"Yes;—you of all men."
"Why so, Lady Laura?"
"Because in this matter you have been his chosen friend,—and mine. We have told you everything, trusting to you. We have believed in your honour. We have thought that with you, at any rate, we were safe." These words were very bitter to Phineas, and yet when he had written his letter at Loughton, he had intended to be so perfectly honest, chivalrously honest! Now Lady Laura spoke to him and looked at him as though he had been most basely false—most untrue to that noble friendship which had been lavished upon him by all her family. He felt that he would become the prey of her most injurious thoughts unless he could fully explain his ideas, and he felt, also, that the circumstances did not admit of his explaining them. He could not take up the argument on Violet's side, and show how unfair it would be to her that she should be debarred from the homage due to her by any man who really loved her, because Lord Chiltern chose to think that he still had a claim,—or at any rate a chance. And Phineas knew well of himself,—or thought that he knew well,—that he would not have interfered had there been any chance for Lord Chiltern. Lord Chiltern had himself told him more than once that there was no such chance. How was he to explain all this to Lady Laura? "Mr. Finn," said Lady Laura, "I can hardly believe this of you, even when you tell it me yourself."

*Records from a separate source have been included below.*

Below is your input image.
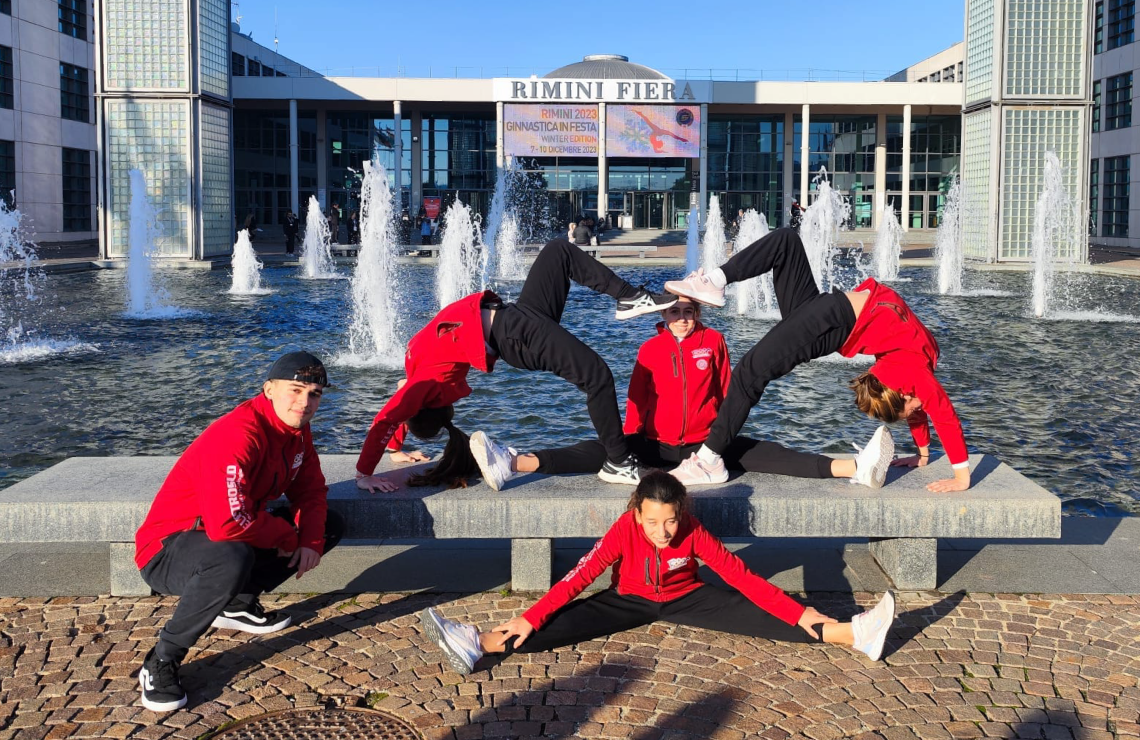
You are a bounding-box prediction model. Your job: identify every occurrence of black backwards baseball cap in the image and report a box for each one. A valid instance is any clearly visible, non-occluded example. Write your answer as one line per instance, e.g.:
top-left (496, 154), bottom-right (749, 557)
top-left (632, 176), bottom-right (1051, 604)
top-left (267, 352), bottom-right (331, 388)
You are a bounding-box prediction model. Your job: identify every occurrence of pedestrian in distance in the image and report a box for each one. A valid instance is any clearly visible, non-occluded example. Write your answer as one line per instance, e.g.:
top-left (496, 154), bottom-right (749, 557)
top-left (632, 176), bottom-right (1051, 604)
top-left (420, 471), bottom-right (895, 675)
top-left (135, 352), bottom-right (344, 711)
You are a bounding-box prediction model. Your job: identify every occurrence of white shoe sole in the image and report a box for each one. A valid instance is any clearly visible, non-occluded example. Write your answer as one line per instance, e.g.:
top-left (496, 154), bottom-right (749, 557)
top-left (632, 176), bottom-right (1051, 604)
top-left (665, 280), bottom-right (724, 308)
top-left (210, 615), bottom-right (293, 635)
top-left (471, 432), bottom-right (506, 490)
top-left (420, 607), bottom-right (474, 676)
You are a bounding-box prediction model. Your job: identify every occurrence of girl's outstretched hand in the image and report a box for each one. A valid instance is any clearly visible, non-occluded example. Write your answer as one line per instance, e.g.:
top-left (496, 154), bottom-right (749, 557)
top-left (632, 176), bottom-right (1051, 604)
top-left (357, 475), bottom-right (400, 494)
top-left (796, 607), bottom-right (839, 640)
top-left (491, 617), bottom-right (535, 648)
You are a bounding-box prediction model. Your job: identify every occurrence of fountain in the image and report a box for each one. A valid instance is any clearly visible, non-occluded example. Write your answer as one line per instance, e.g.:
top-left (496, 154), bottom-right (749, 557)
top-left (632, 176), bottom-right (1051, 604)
top-left (736, 209), bottom-right (780, 318)
top-left (685, 206), bottom-right (701, 274)
top-left (799, 166), bottom-right (850, 292)
top-left (701, 195), bottom-right (728, 273)
top-left (934, 174), bottom-right (966, 295)
top-left (874, 203), bottom-right (903, 280)
top-left (435, 201), bottom-right (482, 308)
top-left (300, 195), bottom-right (340, 280)
top-left (337, 153), bottom-right (404, 367)
top-left (229, 229), bottom-right (269, 295)
top-left (127, 170), bottom-right (184, 318)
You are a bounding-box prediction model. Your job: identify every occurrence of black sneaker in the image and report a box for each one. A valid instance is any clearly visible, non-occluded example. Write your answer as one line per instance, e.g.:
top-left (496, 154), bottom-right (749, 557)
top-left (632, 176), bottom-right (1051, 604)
top-left (211, 601), bottom-right (293, 635)
top-left (139, 648), bottom-right (186, 711)
top-left (613, 287), bottom-right (677, 318)
top-left (597, 455), bottom-right (652, 486)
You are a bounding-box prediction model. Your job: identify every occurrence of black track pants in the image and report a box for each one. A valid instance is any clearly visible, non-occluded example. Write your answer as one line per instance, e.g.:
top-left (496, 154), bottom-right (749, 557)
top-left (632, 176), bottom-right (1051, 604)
top-left (491, 239), bottom-right (637, 472)
top-left (506, 585), bottom-right (819, 654)
top-left (143, 507), bottom-right (344, 662)
top-left (535, 434), bottom-right (832, 478)
top-left (705, 229), bottom-right (855, 455)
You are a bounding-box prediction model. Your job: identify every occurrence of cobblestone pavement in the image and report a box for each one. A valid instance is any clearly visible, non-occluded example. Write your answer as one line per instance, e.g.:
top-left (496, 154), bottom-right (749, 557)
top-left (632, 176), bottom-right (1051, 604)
top-left (0, 593), bottom-right (1140, 740)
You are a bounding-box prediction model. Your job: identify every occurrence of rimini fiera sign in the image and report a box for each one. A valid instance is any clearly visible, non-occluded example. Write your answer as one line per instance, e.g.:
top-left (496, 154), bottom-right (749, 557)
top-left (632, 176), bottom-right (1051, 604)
top-left (492, 78), bottom-right (711, 104)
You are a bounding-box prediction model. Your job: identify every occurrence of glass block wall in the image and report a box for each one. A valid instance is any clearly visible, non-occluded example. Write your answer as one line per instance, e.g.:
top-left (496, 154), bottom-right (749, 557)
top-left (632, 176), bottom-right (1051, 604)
top-left (998, 107), bottom-right (1086, 260)
top-left (962, 107), bottom-right (994, 260)
top-left (966, 0), bottom-right (999, 105)
top-left (103, 0), bottom-right (190, 92)
top-left (198, 0), bottom-right (229, 98)
top-left (1004, 0), bottom-right (1088, 98)
top-left (201, 103), bottom-right (234, 257)
top-left (104, 99), bottom-right (193, 259)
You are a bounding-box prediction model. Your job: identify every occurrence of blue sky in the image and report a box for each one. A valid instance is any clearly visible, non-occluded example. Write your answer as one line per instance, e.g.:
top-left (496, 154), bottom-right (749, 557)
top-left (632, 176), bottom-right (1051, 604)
top-left (233, 0), bottom-right (964, 79)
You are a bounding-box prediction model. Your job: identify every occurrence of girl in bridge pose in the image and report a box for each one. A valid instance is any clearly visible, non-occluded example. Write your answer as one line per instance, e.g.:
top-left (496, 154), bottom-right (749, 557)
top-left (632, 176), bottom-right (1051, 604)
top-left (420, 471), bottom-right (895, 675)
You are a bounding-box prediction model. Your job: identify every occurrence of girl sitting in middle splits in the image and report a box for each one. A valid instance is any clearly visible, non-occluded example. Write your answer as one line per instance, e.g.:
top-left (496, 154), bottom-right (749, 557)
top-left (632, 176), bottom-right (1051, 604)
top-left (420, 471), bottom-right (895, 675)
top-left (471, 298), bottom-right (894, 490)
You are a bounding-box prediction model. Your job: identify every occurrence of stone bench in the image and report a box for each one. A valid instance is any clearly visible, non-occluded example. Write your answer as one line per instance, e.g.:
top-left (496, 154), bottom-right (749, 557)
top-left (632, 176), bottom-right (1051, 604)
top-left (0, 455), bottom-right (1061, 595)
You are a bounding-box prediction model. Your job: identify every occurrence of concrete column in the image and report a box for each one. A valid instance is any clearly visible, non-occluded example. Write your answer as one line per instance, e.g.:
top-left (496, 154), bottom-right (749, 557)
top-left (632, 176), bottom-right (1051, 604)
top-left (288, 100), bottom-right (301, 213)
top-left (871, 113), bottom-right (887, 228)
top-left (898, 105), bottom-right (911, 231)
top-left (392, 100), bottom-right (404, 204)
top-left (597, 103), bottom-right (610, 223)
top-left (799, 103), bottom-right (812, 201)
top-left (495, 100), bottom-right (506, 170)
top-left (780, 111), bottom-right (796, 226)
top-left (408, 111), bottom-right (424, 212)
top-left (317, 108), bottom-right (328, 210)
top-left (700, 103), bottom-right (709, 226)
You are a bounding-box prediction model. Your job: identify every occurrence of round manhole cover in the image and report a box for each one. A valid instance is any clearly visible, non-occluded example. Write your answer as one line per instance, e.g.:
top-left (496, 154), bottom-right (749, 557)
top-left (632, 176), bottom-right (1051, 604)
top-left (209, 707), bottom-right (421, 740)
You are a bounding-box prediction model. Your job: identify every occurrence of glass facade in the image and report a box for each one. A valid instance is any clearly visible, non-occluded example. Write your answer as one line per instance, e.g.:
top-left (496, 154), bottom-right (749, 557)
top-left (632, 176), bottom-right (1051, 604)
top-left (706, 115), bottom-right (779, 228)
top-left (234, 109), bottom-right (317, 226)
top-left (1100, 156), bottom-right (1132, 236)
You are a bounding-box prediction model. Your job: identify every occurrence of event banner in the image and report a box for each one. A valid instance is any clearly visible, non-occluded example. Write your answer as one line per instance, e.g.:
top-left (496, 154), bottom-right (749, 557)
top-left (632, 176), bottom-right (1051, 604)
top-left (503, 103), bottom-right (599, 157)
top-left (605, 105), bottom-right (701, 158)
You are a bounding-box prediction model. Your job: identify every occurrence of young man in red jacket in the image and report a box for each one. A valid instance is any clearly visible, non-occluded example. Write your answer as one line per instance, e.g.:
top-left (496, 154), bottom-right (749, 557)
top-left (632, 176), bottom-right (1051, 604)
top-left (665, 229), bottom-right (970, 491)
top-left (135, 352), bottom-right (344, 711)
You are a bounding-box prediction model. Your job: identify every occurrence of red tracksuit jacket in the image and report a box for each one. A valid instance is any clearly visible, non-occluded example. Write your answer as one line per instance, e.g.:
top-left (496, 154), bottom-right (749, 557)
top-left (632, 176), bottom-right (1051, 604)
top-left (522, 511), bottom-right (804, 629)
top-left (135, 393), bottom-right (328, 569)
top-left (357, 291), bottom-right (498, 475)
top-left (625, 322), bottom-right (732, 447)
top-left (839, 277), bottom-right (970, 467)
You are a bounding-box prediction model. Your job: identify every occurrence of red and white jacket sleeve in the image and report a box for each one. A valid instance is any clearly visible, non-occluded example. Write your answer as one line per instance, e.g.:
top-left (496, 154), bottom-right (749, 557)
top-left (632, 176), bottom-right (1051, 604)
top-left (522, 524), bottom-right (621, 629)
top-left (906, 369), bottom-right (970, 469)
top-left (692, 524), bottom-right (804, 625)
top-left (285, 433), bottom-right (328, 555)
top-left (357, 377), bottom-right (435, 475)
top-left (195, 436), bottom-right (298, 552)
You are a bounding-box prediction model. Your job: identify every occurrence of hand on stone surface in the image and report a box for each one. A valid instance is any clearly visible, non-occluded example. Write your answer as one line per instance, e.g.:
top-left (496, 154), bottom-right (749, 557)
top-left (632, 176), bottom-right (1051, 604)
top-left (796, 607), bottom-right (839, 640)
top-left (491, 617), bottom-right (535, 648)
top-left (390, 449), bottom-right (429, 463)
top-left (357, 475), bottom-right (400, 494)
top-left (288, 547), bottom-right (320, 578)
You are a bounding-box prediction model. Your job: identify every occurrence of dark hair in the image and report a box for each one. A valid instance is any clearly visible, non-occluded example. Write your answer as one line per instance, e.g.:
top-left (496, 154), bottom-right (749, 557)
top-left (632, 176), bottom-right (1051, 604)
top-left (847, 372), bottom-right (906, 424)
top-left (407, 406), bottom-right (479, 488)
top-left (627, 470), bottom-right (689, 514)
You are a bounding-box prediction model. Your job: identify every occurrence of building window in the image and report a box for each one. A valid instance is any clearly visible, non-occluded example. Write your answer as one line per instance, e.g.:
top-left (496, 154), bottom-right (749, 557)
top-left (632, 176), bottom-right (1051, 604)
top-left (1092, 80), bottom-right (1100, 133)
top-left (59, 0), bottom-right (87, 41)
top-left (0, 140), bottom-right (16, 208)
top-left (1105, 72), bottom-right (1132, 131)
top-left (63, 147), bottom-right (91, 231)
top-left (59, 64), bottom-right (91, 123)
top-left (1100, 156), bottom-right (1130, 236)
top-left (1089, 160), bottom-right (1100, 236)
top-left (1108, 0), bottom-right (1137, 49)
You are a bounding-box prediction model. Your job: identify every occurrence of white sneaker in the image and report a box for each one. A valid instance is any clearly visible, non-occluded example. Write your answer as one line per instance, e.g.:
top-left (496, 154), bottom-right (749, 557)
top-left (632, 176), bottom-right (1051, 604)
top-left (420, 607), bottom-right (483, 676)
top-left (665, 268), bottom-right (724, 307)
top-left (852, 591), bottom-right (895, 660)
top-left (852, 426), bottom-right (895, 488)
top-left (669, 453), bottom-right (728, 486)
top-left (471, 431), bottom-right (519, 490)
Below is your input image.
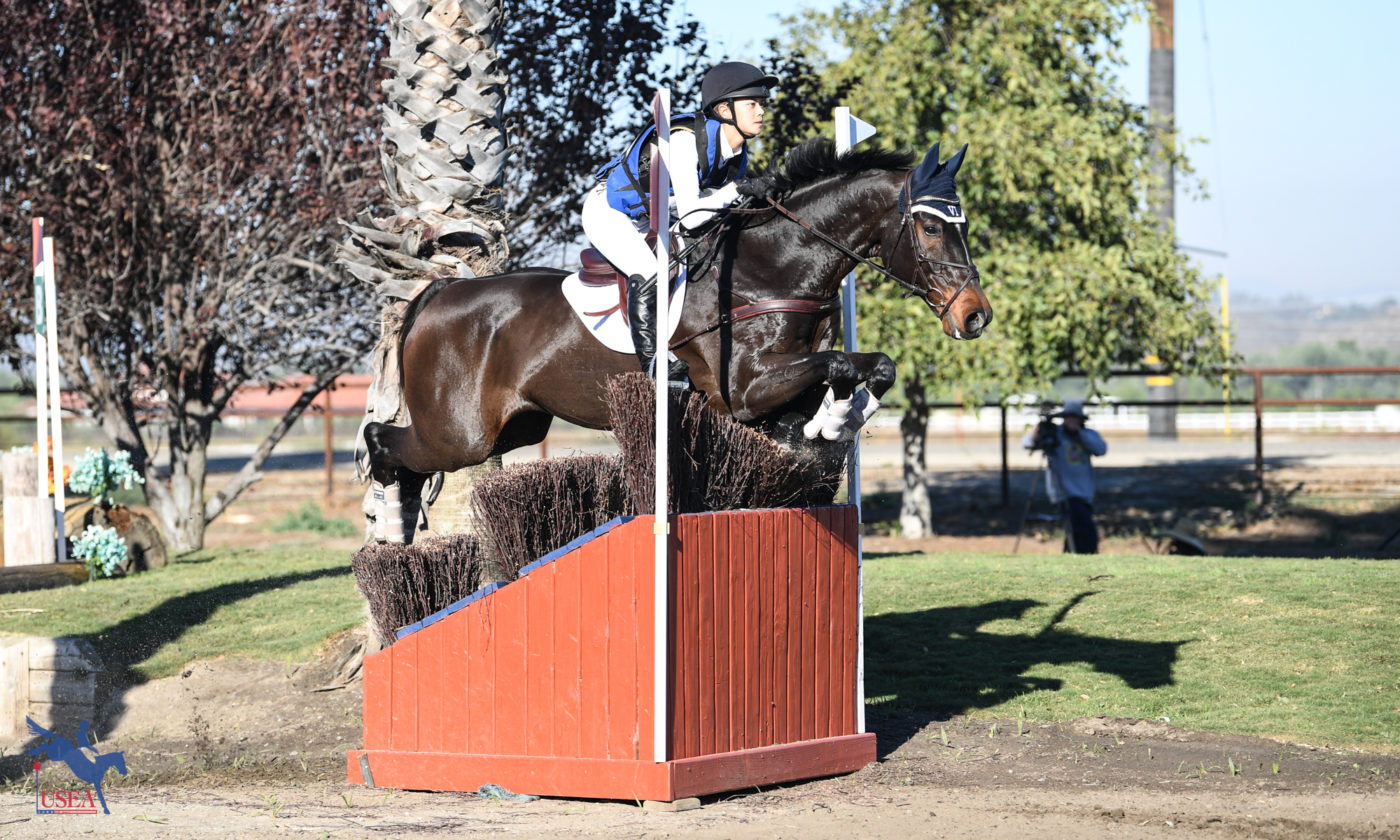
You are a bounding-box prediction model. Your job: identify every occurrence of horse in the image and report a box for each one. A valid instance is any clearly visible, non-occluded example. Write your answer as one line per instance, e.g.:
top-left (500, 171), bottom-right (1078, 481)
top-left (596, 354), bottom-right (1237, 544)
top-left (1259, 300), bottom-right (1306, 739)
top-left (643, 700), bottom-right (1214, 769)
top-left (364, 140), bottom-right (993, 542)
top-left (24, 717), bottom-right (126, 813)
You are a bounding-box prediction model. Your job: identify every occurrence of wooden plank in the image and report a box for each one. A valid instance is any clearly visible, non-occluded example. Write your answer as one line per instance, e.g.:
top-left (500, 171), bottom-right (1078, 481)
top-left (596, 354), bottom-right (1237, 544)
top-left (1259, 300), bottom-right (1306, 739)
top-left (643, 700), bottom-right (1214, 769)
top-left (826, 507), bottom-right (853, 735)
top-left (671, 734), bottom-right (875, 798)
top-left (706, 515), bottom-right (734, 755)
top-left (438, 612), bottom-right (468, 752)
top-left (676, 517), bottom-right (707, 756)
top-left (578, 536), bottom-right (612, 759)
top-left (694, 517), bottom-right (718, 756)
top-left (464, 598), bottom-right (496, 753)
top-left (552, 540), bottom-right (582, 756)
top-left (841, 508), bottom-right (864, 732)
top-left (389, 633), bottom-right (419, 749)
top-left (725, 514), bottom-right (750, 752)
top-left (498, 581), bottom-right (539, 756)
top-left (346, 750), bottom-right (675, 801)
top-left (606, 518), bottom-right (651, 760)
top-left (794, 512), bottom-right (818, 741)
top-left (668, 515), bottom-right (699, 757)
top-left (346, 734), bottom-right (875, 801)
top-left (414, 622), bottom-right (445, 752)
top-left (361, 648), bottom-right (393, 749)
top-left (783, 511), bottom-right (806, 743)
top-left (812, 508), bottom-right (832, 738)
top-left (517, 563), bottom-right (557, 756)
top-left (773, 511), bottom-right (792, 743)
top-left (741, 512), bottom-right (766, 748)
top-left (755, 511), bottom-right (777, 746)
top-left (627, 515), bottom-right (655, 760)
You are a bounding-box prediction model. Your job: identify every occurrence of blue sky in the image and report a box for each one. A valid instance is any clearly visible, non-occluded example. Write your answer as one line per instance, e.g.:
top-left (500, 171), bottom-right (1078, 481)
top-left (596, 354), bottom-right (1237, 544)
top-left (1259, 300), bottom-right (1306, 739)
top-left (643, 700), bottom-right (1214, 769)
top-left (672, 0), bottom-right (1400, 304)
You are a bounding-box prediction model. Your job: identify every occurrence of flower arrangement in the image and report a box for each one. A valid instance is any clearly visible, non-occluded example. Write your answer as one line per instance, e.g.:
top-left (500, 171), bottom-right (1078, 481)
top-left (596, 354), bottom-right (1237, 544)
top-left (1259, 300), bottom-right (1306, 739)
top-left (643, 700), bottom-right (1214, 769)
top-left (67, 448), bottom-right (146, 508)
top-left (73, 525), bottom-right (126, 581)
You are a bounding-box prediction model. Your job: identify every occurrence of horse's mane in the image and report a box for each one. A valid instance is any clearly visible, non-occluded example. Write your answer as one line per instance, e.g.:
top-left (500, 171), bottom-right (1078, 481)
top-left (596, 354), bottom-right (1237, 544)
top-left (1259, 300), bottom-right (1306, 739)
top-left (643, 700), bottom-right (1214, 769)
top-left (762, 137), bottom-right (914, 193)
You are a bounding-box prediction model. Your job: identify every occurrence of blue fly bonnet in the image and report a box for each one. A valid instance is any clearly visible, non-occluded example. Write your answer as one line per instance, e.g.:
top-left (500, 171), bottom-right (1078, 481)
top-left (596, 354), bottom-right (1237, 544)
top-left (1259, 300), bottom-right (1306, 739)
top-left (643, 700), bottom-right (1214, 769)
top-left (899, 143), bottom-right (967, 223)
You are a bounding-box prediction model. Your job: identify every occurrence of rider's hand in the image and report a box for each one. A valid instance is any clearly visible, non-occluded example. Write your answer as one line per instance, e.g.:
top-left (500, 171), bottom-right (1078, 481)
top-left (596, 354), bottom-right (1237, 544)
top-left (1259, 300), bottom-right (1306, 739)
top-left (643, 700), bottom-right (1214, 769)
top-left (734, 178), bottom-right (769, 199)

"Listen to me, Lady Laura, for a moment."
"Certainly, I will listen. But that you should come to me for assistance! I cannot understand it. Men sometimes become harder than stones."
"I do not think that I am hard." Poor blind fool! He was still thinking only of Violet, and of the accusation made against him that he was untrue to his friendship for Lord Chiltern. Of that other accusation which could not be expressed in open words he understood nothing,—nothing at all as yet.
"Hard and false,—capable of receiving no impression beyond the outside husk of the heart."
"Oh, Lady Laura, do not say that. If you could only know how true I am in my affection for you all."
"And how do you show it?—by coming in between Oswald and the only means that are open to us of reconciling him to his father;—means that have been explained to you exactly as though you had been one of ourselves. Oswald has treated you as a brother in the matter, telling you everything, and this is the way you would repay him for his confidence!"
"Can I help it, that I have learnt to love this girl?"